Menudo día! En el debate del Parlamento se enfrentaban principios e intereses a propósito de la venta de armas a Arabia Saudí, un país que asesina a quien disiente. En esta ocasión las diferencias entre el Gobierno y la oposición se medían en matices. Por eso, muy pronto, la discusión se trasladó a otros asuntos: la legitimidad de un gobierno respaldado por partidos independentistas o vinculados en su día al terrorismo.

En ese trance los principios se echaron por la borda en aras de los intereses, pero no los generales o los de una parte de la sociedad, sino los del primer partido, ahora, de la oposición. Llegados a este punto, se acaban los matices. E incluso el valor de la discusión desaparece en la misma medida en que crece la bronca. Al final, bochorno, repugnancia, hastío.

Pero el debate planteado inicialmente tenía todo el sentido. Un dilema sin libro de instrucciones: derechos humanos o armas, regeneración ética o compromisos adquiridos, un premio de algún organismo internacional o varios miles de puestos de trabajo. Principios o intereses.

Si principios, ¿cuáles? Arabia Saudí ha matado, mata y, cabe temerlo, matará. ¿Por qué ahora? ¿Vale más un periodista que centenares de disidentes? ¿Por qué el reino saudí y no cualquier régimen dictatorial? ¿Por qué no vender armas y comprar petróleo? ¿Por qué, por qué, por qué?

Si intereses, ¿cuáles? ¿Apoyo en otros foros, intercambios, negocios, empleos?

En el mundo real, las contradicciones son frecuentes. Por eso el debate es tan necesario. Porque solo entrando en el fondo de los asuntos se puede atisbar un futuro diferente.

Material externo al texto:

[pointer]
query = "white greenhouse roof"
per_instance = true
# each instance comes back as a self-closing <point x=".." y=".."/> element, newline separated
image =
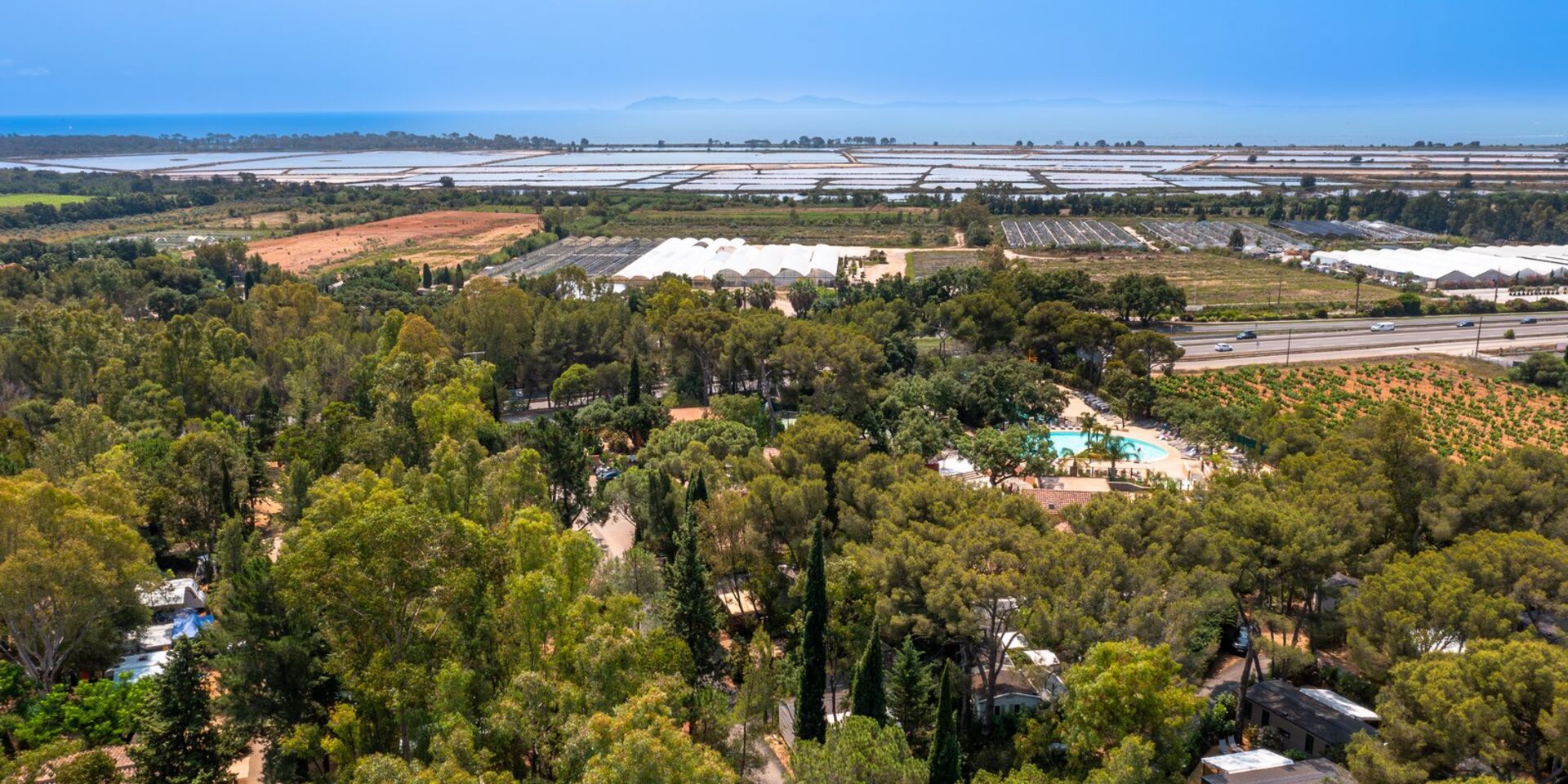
<point x="1245" y="761"/>
<point x="1501" y="261"/>
<point x="736" y="259"/>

Sin máscaras de cínicos (los que postergan la ética) ni de puritanos (que dicen una cosa antes de mirar para otro lado). El mundo real disgusta, pero cambiarlo no está fácil. Discutir lealmente resulta imprescindible, y por eso algunos se afanan en boicotear, por mero interés, cualquier debate razonable. Y sin vergüenza.